16-Apul-RNAhybrid
================
Kathleen Durkin
2024-11-20
- 1 format
miRNa fasta
- 2 target prediction for full
mRNA
- 3 formate
mRNA fasta
- 4
RNAhybrid: mRNA file
- 5 RNAhybrid:
3’UTR
- 6 RNAhybrid:
5’UTR
- 7 Summarize
results
``` r
library(ggplot2)
```
RNAhybrid is a miRNA-mRNA target prediction tool, which bases its
predictions primarily on thermodynamic binding stability.
Inputs: - miRNA “query” FASTA file – I believe this is simply the mature
miRNA sequences, since the mature miRNA molecule is what will presumably
bind to an mRNA
- mRNA “target” FASTA file – the *A. pulchra* genome fasta
# 1 format miRNa fasta
ShortStack outputs a fasta containing all annotated miRNAs, but it
includes the full precursor sequence and star sequence, in addition to
the mature miRNA. Since mature miRNAs are the “final forms” that are
generally much more highly expressed, we’ll just look at binding of
mature miRNAs for now.
``` bash
# look at miRNA fasta file
head -5 ../output/11-Apul-sRNA-ShortStack_4.1.0-pulchra_genome/ShortStack_out/mir.fasta
echo ""
# check the naming convention for sequences
grep "^>" ../output/11-Apul-sRNA-ShortStack_4.1.0-pulchra_genome/ShortStack_out/mir.fasta | head -10
# isolate just the mature miRNA sequences
awk '/^>/ {header=$0} /mature/ {print header; found=1; next} found {print; found=0}' ../output/11-Apul-sRNA-ShortStack_4.1.0-pulchra_genome/ShortStack_out/mir.fasta > ../data/16-Apul-RNAhybrid/miRNA_mature-Apul-ShortStack_4.1.0-pulchra_genome.fasta
echo ""
# check filtered file
head -6 ../data/16-Apul-RNAhybrid/miRNA_mature-Apul-ShortStack_4.1.0-pulchra_genome.fasta
```
## >Cluster_1826::ntLink_6:4847443-4847535(-)

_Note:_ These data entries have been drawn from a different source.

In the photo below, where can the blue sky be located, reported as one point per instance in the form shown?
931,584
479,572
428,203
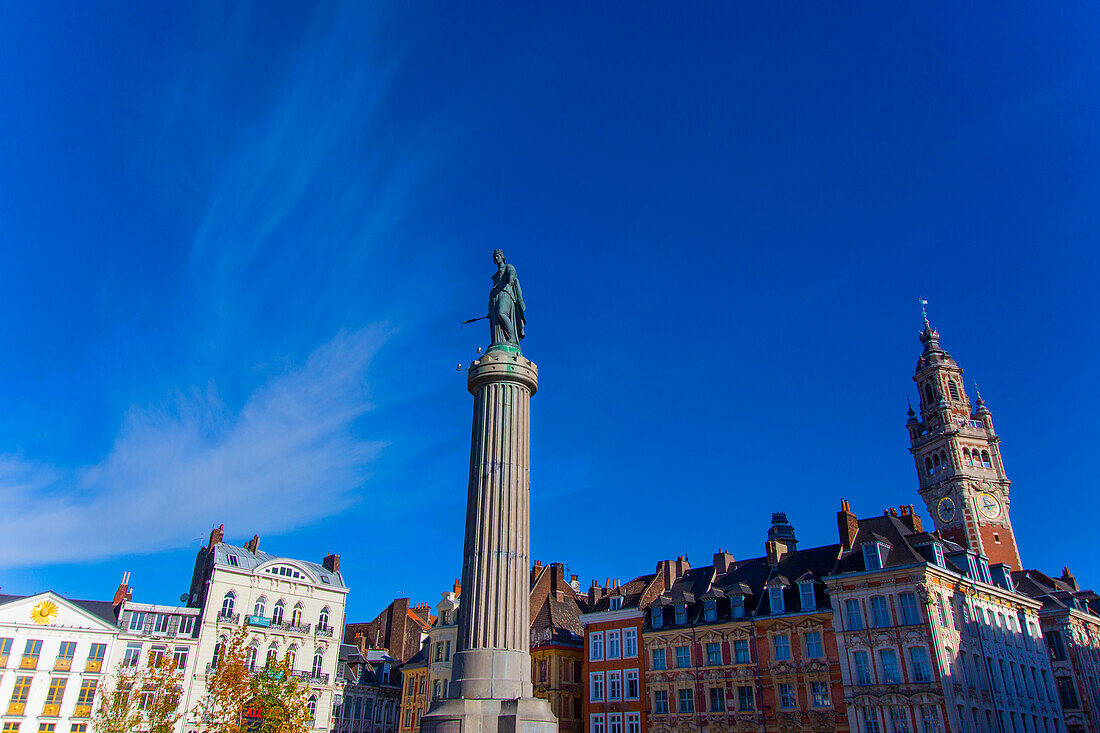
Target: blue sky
239,240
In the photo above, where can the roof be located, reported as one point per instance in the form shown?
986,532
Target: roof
245,560
102,610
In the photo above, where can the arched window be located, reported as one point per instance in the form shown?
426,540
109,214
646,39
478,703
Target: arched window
272,655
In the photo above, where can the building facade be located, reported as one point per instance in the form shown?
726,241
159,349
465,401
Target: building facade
290,609
54,655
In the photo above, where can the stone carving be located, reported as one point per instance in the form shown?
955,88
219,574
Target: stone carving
506,308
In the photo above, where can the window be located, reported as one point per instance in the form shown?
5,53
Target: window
899,720
922,668
785,695
872,558
910,614
855,617
776,599
633,686
806,599
818,695
891,674
614,686
227,604
862,665
930,720
880,613
132,654
596,687
614,648
814,647
782,644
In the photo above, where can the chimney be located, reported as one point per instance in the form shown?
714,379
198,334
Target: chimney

## TTCAATAATCTGTTACCAACAAAGAAAGTGCTCTAATCATATTATTGTTA
## TGATCATAGCACTTTCTTTGTTGGCAACAGATGCAGAGCCACT
## >Cluster_1826.mature::ntLink_6:4847465-4847486(-)
## ATGATCATAGCACTTTCTTTGT
##
## >Cluster_1826::ntLink_6:4847443-4847535(-)
## >Cluster_1826.mature::ntLink_6:4847465-4847486(-)
## >Cluster_1826.star::ntLink_6:4847494-4847515(-)
## >Cluster_1832::ntLink_6:5157537-5157626(+)
## >Cluster_1832.mature::ntLink_6:5157559-5157579(+)
## >Cluster_1832.star::ntLink_6:5157586-5157606(+)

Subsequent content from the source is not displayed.